Born in the early 20th century, Umm Kulthum was born into a self-described ‘peasant’ family. Her father al-Shaykh Ibrahim al-Sayyid al-Baltaji taught her to recite the Quran from a young age. The elegance of her voice perfectly matched the grace of the Quranic verses and her father quickly recognized this by casting her in his small performing troupe disguised as a boy. This attracted the first of her many mentors throughout her career, Mohamed Aboul Ela, an Egyptian singer who taught her songs from the classic Arabic repertoire.
She eventually moved to Cairo in 1923 where she was quickly inducted into Egypt’s cultural scene. Poets and composers flocked towards her, each scrambling to produce material for the bourgeoning singer. Her popularity in the city continued to go from strength to strength and in 1932 she embarked on a tour of the Middle East and North Africa. She even became a firm favourite of the Egyptian royal family who attended several of her public and private performances. It was clear her influence transcended Egypt’s artistic scene as in 1944, she was awarded by King Farouk I with Nishan el Kamal, a decoration reserved exclusively to members of the royal court.
Towards the 1940’s until the end of her career, her musical inclination returned towards an indigenously Egyptian style as she recruited composers Zakariya Ahmad and poet Mahmud Bayram el-Tunsi. Said to be the ‘Golden Age’ of her career, her music at this time perfectly negotiated the narrow distance between poetry and music.
What easily established Umm Kulthum from her contemporaries was her insistence on public performances. Where musical shows were a pastime relegated to the Egyptian elite, her performances were broadcasted live every Thursday evening to the general public. They were renowned for clearing the streets of Egypt as everyone rushed indoors towards their radios.

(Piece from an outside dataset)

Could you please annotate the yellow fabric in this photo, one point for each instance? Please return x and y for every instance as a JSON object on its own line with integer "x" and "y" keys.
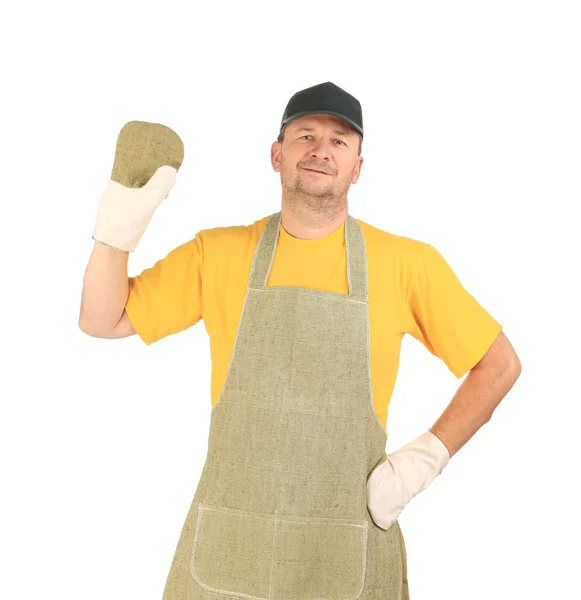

Drenched in a vibrancy that could not be taught, her voice ensured a fascinating rapport with Egypt itself. It inspired a relationship deeply based on dynamism; she drew on the emotional energy of the room ensuring that each performance was different. Listening to her renditions of the same song over the years, she had the exceptional ability to initiate a unique and powerful spiritual exchange between audience and artist with every song. This musical pragmatism ensured a long and prosperous career stretching over half a century.
On the 3rd of February 1975, Umm Kulthum died from heart failure. Over four million Egyptians attended her funeral services as the country mourned the loss of one of the Arab world’s most prolific singers. However, her audience’s visceral attachment to her voice did not stop after her death. Her music continues to be popular throughout the Middle East and in 2001, the Egyptian government opened the ‘Kawkab al-Sharq’ (Star of the East) Museum dedicated to commemorating her extraordinary career.